Why do I have to use free() when I declare a pointer such as:
int *temp = (int*)malloc(sizeof(int))
*temp = 3;
but not when I do:
It should be noted that C has no concept of stack or heap, although the preceding answers are correct ~99% of the time and give great insight.
C defines three storage durations for objects: static, automatic and allocated. (§6.2.4.1)
Static objects (such as global variables) are available for the duration of an entire program.
Automatic objects exist as long as their variable is in scope. They cease to exist as soon as it goes out of scope.
Note that these are the two extremes. C gives you a point in between: Allocated objects. (The search term would be dynamically allocated memory.) With those, you tell the computer when objects should start and end their existence. And this is done by using the standard functions malloc() (or derivatives) and free().
Strictly speaking, you do not have to call free(). Or maybe you do (you'd have to read the standard for an authoritive point on this), but you could do it all at the end of main(), just before the program terminates. Or, leave it to the operating system to do it for you (which most, if not all, do.) But that would again be an extremity - objects come into existence when you call malloc(), go out when your program terminates.
I should not have to talk in detail about the practical implications here: Memory is finite. You can only allocate so many bytes before you run out of memory. Using static objects for everything would be too wasteful; trying to reuse chunks or one big chunk of static memory would be hard and in any case analogous to the dynamic allocation approach. Using automatic storage for long-lived objects would force you to make their scope as big as possible, roughly corresponding to those of static objects anyway.
--
Now, some notes:
{
int *temp = malloc(sizeof(int));
*temp = 5;
//free(temp);
}
Note that temp
here is an automatic object. It will only live as long as its scope, which ends at }. The object it's pointing to, however, is allocated. It will exist until you call free() on its address. Since temp
contains the only copy of that address, you will lose the chance to call free() once temp
goes out of scope. Some memory will be permanently allocated, yet unavailable. This is called a memory leak.
Garbage collection is another method for managing object storage. An implementation in C might look like:
{
int *temp = gc_malloc(sizeof(int));
*temp = 5;
}
Where at the }, the computer would decide that the last reference, temp
, to the allocated object was lost and that it would be a good idea to free it.
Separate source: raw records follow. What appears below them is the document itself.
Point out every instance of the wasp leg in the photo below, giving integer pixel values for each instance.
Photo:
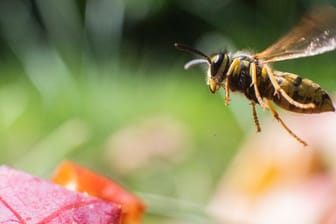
(233, 69)
(253, 72)
(277, 117)
(255, 116)
(279, 91)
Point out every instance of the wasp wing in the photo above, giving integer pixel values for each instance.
(315, 34)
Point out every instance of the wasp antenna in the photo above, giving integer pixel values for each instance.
(186, 48)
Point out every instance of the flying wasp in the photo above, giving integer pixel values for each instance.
(252, 75)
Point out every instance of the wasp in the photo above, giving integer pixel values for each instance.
(252, 74)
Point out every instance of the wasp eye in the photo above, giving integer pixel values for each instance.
(217, 61)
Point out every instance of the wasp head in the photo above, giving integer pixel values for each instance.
(217, 66)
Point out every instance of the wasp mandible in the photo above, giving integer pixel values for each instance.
(252, 75)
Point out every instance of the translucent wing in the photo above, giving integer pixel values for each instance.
(315, 34)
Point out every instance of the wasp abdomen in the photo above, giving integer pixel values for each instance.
(303, 91)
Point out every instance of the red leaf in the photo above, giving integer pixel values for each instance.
(80, 179)
(27, 199)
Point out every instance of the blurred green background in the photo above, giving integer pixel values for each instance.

It is a trade-off where you don't have to worry about free()ing objects (which is not a minor thing as simple examples might make you think), but where gc_malloc() here is more complex than a simple malloc(), and there's invisible code executing at that } where temp
goes out of scope. And it is a whole different topic how the computer might decide that temp
was the last reference. (Some practical solutions might involve you writing more code around "int *temp".)